# Homeowner's Insurance



## 3Boys2GSD (May 3, 2009)

Hey everyone,

My husband and I moved to South Carolina from CA in October with the 3 boys and our two GSD. We're in the process of buying a home and just got rejected by several local/smaller insurance companies. We are military so we applied through USAA and I've also checked out Traveler's (it appears that they accept GSD??). I have also heard that State Farm may work but otherwise, some of the other big companies like Allstate aren't in SC and GEICO rejected us as well. Any advice on companies in SC that may be GSD friendly? It can't be there isn't a single GSD homeowner in SC... I absolutely refuse to give up my babies just because of insurance and would rather go without the home than let them go.

Thanks in advance!


----------



## onyx'girl (May 18, 2007)

Do your dogs have proof they have been thru obedience classes? A CGC certificate would be helpful. Do the insurance companies ask up front about your pets?
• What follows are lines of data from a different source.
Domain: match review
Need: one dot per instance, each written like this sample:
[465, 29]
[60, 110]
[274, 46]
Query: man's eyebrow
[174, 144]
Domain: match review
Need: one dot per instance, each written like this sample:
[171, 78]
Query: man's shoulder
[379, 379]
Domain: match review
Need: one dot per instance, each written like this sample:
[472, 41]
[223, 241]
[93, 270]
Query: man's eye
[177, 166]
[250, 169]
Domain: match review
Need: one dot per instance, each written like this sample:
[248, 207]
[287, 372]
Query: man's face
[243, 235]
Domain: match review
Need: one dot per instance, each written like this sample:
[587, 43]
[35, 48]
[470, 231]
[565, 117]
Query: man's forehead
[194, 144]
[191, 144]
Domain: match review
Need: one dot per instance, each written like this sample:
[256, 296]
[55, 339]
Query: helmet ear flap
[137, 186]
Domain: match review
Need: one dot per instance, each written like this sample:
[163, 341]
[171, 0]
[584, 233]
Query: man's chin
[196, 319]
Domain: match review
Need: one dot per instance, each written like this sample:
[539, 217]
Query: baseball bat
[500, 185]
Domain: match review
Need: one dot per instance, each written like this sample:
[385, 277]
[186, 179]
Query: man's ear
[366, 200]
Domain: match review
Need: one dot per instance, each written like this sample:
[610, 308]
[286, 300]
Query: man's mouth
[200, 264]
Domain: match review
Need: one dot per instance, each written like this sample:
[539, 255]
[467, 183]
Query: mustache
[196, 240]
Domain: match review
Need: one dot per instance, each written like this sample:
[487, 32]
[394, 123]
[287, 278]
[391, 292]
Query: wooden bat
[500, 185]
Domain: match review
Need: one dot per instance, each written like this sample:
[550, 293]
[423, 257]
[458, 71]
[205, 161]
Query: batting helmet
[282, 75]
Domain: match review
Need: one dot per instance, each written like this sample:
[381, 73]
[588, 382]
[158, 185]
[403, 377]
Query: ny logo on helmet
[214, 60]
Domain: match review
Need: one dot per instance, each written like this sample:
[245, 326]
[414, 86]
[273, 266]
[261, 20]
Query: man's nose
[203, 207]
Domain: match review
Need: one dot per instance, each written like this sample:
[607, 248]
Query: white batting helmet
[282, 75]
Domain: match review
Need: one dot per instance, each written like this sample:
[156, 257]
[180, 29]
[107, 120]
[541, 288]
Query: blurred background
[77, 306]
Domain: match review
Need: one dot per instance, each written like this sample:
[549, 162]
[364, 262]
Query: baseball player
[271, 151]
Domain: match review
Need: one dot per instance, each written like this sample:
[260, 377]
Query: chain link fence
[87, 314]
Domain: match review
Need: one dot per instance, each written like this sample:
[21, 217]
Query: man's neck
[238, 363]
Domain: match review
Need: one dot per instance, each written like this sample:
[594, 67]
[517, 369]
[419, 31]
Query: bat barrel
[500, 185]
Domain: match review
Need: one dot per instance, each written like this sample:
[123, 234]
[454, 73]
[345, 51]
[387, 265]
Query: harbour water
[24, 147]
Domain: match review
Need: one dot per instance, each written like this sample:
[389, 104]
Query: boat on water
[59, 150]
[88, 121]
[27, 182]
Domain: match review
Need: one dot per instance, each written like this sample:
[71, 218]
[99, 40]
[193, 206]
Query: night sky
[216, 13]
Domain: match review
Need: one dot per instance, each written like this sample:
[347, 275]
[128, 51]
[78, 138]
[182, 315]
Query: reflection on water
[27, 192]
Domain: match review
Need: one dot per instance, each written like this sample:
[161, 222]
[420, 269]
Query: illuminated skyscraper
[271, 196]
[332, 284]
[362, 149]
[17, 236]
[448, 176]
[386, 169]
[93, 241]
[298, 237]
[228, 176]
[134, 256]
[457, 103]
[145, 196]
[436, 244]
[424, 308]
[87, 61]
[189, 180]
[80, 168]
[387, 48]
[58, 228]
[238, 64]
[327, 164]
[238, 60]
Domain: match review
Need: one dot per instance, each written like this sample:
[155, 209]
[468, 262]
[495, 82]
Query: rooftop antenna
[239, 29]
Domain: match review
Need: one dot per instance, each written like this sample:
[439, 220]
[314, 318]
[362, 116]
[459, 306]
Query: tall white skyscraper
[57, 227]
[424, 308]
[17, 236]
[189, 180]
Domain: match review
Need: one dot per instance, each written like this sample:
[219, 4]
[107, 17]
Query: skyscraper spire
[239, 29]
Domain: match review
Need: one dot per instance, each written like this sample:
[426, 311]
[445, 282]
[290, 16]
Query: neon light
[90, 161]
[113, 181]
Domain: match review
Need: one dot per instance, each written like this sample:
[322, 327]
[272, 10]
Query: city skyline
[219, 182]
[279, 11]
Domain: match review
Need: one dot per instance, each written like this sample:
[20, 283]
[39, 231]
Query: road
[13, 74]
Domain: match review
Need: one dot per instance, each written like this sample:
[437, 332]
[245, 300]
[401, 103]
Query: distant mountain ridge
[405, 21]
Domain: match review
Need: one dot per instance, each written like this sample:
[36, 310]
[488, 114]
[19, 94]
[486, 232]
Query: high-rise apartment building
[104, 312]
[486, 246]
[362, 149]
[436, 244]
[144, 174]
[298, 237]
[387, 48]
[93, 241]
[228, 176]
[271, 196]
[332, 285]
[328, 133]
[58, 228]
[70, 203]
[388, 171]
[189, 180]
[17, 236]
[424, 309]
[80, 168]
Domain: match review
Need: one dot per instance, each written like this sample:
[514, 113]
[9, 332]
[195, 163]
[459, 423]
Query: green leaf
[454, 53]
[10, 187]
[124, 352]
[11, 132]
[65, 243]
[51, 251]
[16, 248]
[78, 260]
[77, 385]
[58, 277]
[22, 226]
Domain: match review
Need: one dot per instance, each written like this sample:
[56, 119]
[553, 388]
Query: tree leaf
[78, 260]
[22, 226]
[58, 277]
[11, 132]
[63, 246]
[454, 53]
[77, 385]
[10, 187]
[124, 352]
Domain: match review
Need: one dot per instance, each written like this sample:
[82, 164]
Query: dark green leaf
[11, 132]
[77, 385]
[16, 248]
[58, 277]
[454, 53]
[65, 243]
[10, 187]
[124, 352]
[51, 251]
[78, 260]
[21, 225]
Good luck with it!


----------



## LaRen616 (Mar 4, 2010)

Wow, I am sorry to hear that your having such a hard time finding insurance. I have American Family Insurance and they allow GSD's but I dont know if that's only in Illinois? When I was at their office setting it all up they asked me up front what breed of dog I had. They do not allow Chow Chow's, Pit Bulls or Pit Bull mixes, Akita's, Rottweilers and Wolf mixes. Like I said that is how it is in Illinois, so I dont know how it would be there. Good luck! I hope it works out for you.


----------



## AnnaRiley (Feb 14, 2008)

I have State Farm here in SC. Unless they have changed something that I don't know about, you should not have a problem.


----------



## Emoore (Oct 9, 2002)

Farmers has no issue with GSDs.


----------



## Rerun (Feb 27, 2006)

We use state farm here in Indiana with no problems, they never even asked about dogs much less breeds.


----------



## Andaka (Jun 29, 2003)

My State Farm agent has been to my house and met my dogs. We have been with State Farm for 25 years.


----------



## Lilie (Feb 3, 2010)

As we live in a rural area in Texas, our agent had to come out to the house to inspect it. He saw that we had a hot wire up on the back yard fence and said there wouldn't be a problem with the dogs.


----------



## Trina (Sep 11, 2009)

I live in VA and we have been with State Farm for over twenty years, and during those years we have owned GSDs, an Akita, and a mixed breed. I cannot remember if they even asked about pets, and we have purchased two homes while insured with them.


----------



## janisinsc (Aug 26, 2009)

I have allstate homeowners and have never been asked about my dogs, one of which is a GSD. I don't think natinwide has exclusions. I am in greenville sc.


----------